Features (Characteristics) of Firms under oligopoly
- Few firms of varying sizes, that is some firms are large and well established while others are small and not well established.
- Close interdependence among firms. Each firm is concerned with the activities and decisions made by other firms so as to make a right reaction. Any decision made by one firm, leads to a counter decision by other firms. For example, when one firm increases the price other firms may not increase, but when it reduces the price, other firms may also reduce
- Intensive advertisement. Under oligopoly, there is a lot of advertisement and failure to advertise means loss of consumers (customers) and a sign of weakness. Advertisement is done through the media, trade shows, giving free samples etc.

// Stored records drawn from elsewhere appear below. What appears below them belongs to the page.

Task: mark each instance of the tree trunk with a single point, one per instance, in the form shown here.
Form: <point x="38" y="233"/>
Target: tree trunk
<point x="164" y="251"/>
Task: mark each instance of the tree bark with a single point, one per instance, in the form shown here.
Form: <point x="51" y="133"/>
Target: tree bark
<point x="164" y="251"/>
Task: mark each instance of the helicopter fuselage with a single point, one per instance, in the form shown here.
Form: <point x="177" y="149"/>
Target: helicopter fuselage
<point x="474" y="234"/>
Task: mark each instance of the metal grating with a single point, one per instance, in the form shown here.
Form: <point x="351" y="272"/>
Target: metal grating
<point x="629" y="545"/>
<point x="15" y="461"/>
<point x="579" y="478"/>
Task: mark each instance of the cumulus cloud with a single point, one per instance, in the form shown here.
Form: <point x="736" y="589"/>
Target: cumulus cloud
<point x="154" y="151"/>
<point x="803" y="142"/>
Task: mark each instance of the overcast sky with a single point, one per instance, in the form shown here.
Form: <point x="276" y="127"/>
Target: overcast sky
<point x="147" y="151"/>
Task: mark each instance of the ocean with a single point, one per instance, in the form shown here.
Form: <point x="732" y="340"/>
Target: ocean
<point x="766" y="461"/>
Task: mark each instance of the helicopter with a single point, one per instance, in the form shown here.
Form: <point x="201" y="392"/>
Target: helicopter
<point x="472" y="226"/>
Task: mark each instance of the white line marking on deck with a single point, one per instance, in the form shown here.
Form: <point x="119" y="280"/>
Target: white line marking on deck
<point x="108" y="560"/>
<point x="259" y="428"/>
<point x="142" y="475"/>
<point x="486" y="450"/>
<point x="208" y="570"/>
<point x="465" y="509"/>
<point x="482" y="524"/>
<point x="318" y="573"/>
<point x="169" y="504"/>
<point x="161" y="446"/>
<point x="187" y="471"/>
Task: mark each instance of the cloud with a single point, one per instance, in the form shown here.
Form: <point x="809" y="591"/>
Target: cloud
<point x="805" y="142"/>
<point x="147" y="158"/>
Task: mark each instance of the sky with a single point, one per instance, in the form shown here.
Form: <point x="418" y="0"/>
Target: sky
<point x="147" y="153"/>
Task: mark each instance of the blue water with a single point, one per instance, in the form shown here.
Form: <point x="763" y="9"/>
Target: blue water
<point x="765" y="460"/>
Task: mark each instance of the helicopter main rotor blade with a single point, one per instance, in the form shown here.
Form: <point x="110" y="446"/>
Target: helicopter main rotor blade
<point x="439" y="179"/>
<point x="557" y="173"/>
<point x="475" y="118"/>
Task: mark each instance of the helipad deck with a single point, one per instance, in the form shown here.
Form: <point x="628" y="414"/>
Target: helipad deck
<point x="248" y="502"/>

- There is no unique pattern of pricing, This is because each firm wants to remain independent so as to maximize profits.
- There is stiff (cut throat) competition among firms. That is each firm acts in such a way to out compete other firms. This brings about intensive advertisement.
- There is existence of price rigidity. Prices under this market structure tend to be stable or rigid for a long time despite the changes in the costs of production.
- The major aim of the firms is profit maximization, Firms produce in such a way to maximize profits and minimize costs.
- Firms are price makers. That is, they have control over the prices of their brands.
- There is existence of product differentiation under imperfect oligopoly and production of homogeneous products under pure oligopoly.
- There is high degree of uncertainty among firms. That is, the decisions made by one firm may, lead to unexpected reactions by other firms. For example when one firm reduces the price, it is not aware of how other firms will react.
- There is restricted entry. It is difficult to enter into this industry because of the large size of the already existing firms and huge capital required to enter into the industry.
- Firms have a kinked demand curve. The demand curve is elastic above the kink and is inelastic below the kink.
- There is wide spread use of non-price competition. Non price competition refers to a situation where rival firms compete by using other means other than changing (adjusting) the price of the commodity. For example use of advertisement, carrying out after sales promotion, sponsoring games and sports etc.